Between now and then, stakeholders should continue remaining active, particularly to advance issues to maximize the likelihood they would be included within a March 2015 package. For example, last month the leaders of the Ways & Means and Finance Committees  released draft legislation containing reforms to the Post-Acute Care (PAC) sector, which includes nursing homes, rehabilitation centers and home health. The bill recognizes the siloed nature of the current sector and seeks to move toward a common assessment and toward a payment system that focuses on the characteristics of the patient rather than the care setting. Leaders have expressed interest in continuing to refine this legislation over the coming months, and stakeholders in that sector should engage with the lawmakers if they have not done so already. Another bill that may gain traction is the Better Care, Lower Cost Act – a baby of new Finance Committee Chairman Ron Wyden of Oregon – that would provide additional tools to drive more coordinated care of chronically ill Medicare beneficiaries.

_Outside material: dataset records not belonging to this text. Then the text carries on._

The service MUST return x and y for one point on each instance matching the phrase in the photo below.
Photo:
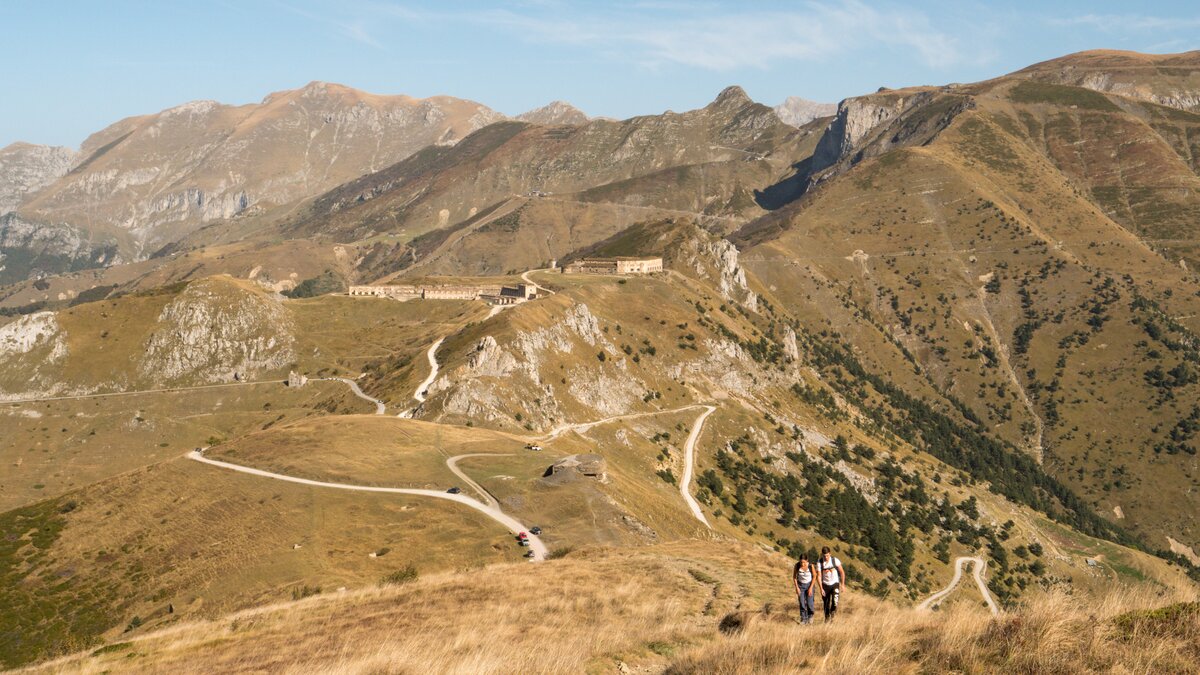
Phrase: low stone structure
(615, 266)
(496, 294)
(575, 466)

Outside of the delivery and payment space, Congress has been taking action on smaller health-related bills. A bill reauthorizing the program that provides for medical education or funding to train pediatricians at children’s hospitals and a bill that transfers funds used to subsidize political party conventions to a new fund to support pediatric research at the National Institutes of Health were signed into law earlier this month. Additional bills focused on research and public health issues may continue to move in the coming months.

Congress must also fund the government beyond September 30, 2014. The Appropriations committees in both chambers are moving forward to develop their respective spending bills, with House leaders aiming to complete committee work on all 12 bills before July 4th. But given the fiscal challenges and election year politics, it’s probably a safe bet that Congress will enact a temporary spending bill that runs until after the mid-term elections, with the outcome of the elections – particularly the balance of power in the Senate – determining the path forward in late 2014. If Republicans win enough seats to take back the majority, they will likely want to do another temporary patch so they can complete work on the package in the new year when they control the majority.

And now that Sec. Sebelius is stepping down and current OMB Director Sylvia Burwell being named to take her spot, the Senate will need to hold a confirmation hearing and vote on the Secretary-designee. While Burwell was approved for her current gig by a 96-0 vote and has received high marks from those on both sides of the aisle, acrimony over the ACA and other issues will likely make for a lively hearing.